Researchers looked at studies totalling 30,000 patients and found that anxiety may be a risk factor for dementia, but said that it is unclear whether active treatment would curb this risk.
The paper, published in BMJ Open, analysed four ‘high quality’ papers, which looked at the association between mid-life anxiety, depression and the development of dementia.
All four studies found there was a positive association between clinically significant anxiety and future dementia.
The researchers said that an abnormal stress response, typical of moderate to severe anxiety, may speed up brain cell ageing and degenerative changes in the central nervous system, thereby increasing a patient’s vulnerability to dementia.
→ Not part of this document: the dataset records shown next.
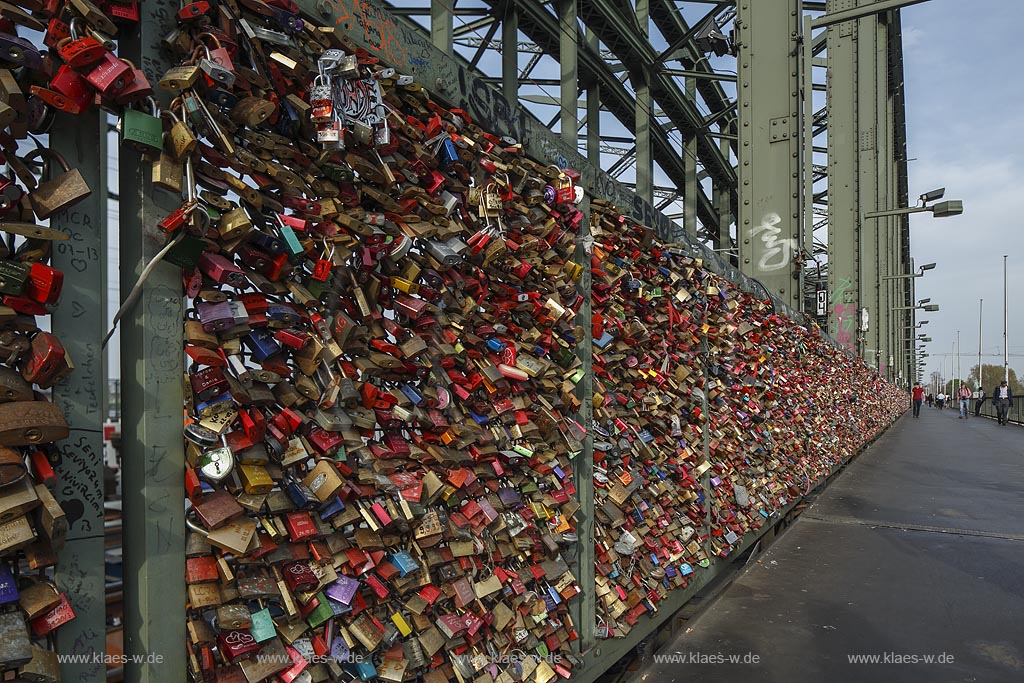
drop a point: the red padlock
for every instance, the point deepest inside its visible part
(111, 76)
(137, 90)
(45, 358)
(53, 617)
(122, 12)
(299, 577)
(194, 10)
(56, 31)
(80, 51)
(44, 284)
(69, 91)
The authors said: ‘Clinically significant anxiety in midlife was associated with an increased risk of dementia over an interval of at least 10 years.
‘These findings indicate that anxiety may be a risk factor for late-life dementia, excluding anxiety that is related to prodromal cognitive decline.’
But the researchers said that it is unclear whether reducing anxiety in middle age would impact on the risk of developing dementia.
They said: ‘Given the high prevalence of anxiety seen in primary care, we suggest that general practitioners could consider anxiety alongside depression as an indicator of risk for dementia.
‘To improve the rate of earlier diagnosis of dementia, close monitoring of subtle cognitive decline in older adults with a history of anxiety, depression and cerebrovascular disease would be encouraged.’
James Pickett, head of research at Alzheimer’s Society, which part-funded the study, said: ‘As well as anxiety, there are other complex mental health issues that can be seen in the early stages of dementia, and we need further research to unpick the relationship between these.’
The research team have now called for more high-quality prospective studies to clarify anxiety as a dementia risk factor.
Last month, researchers found that patients with both pre-diabetes and depression are nearly three times more at risk of developing dementia in later life, after they followed nearly 3,500 adults over the age of 50 for up to 10 years.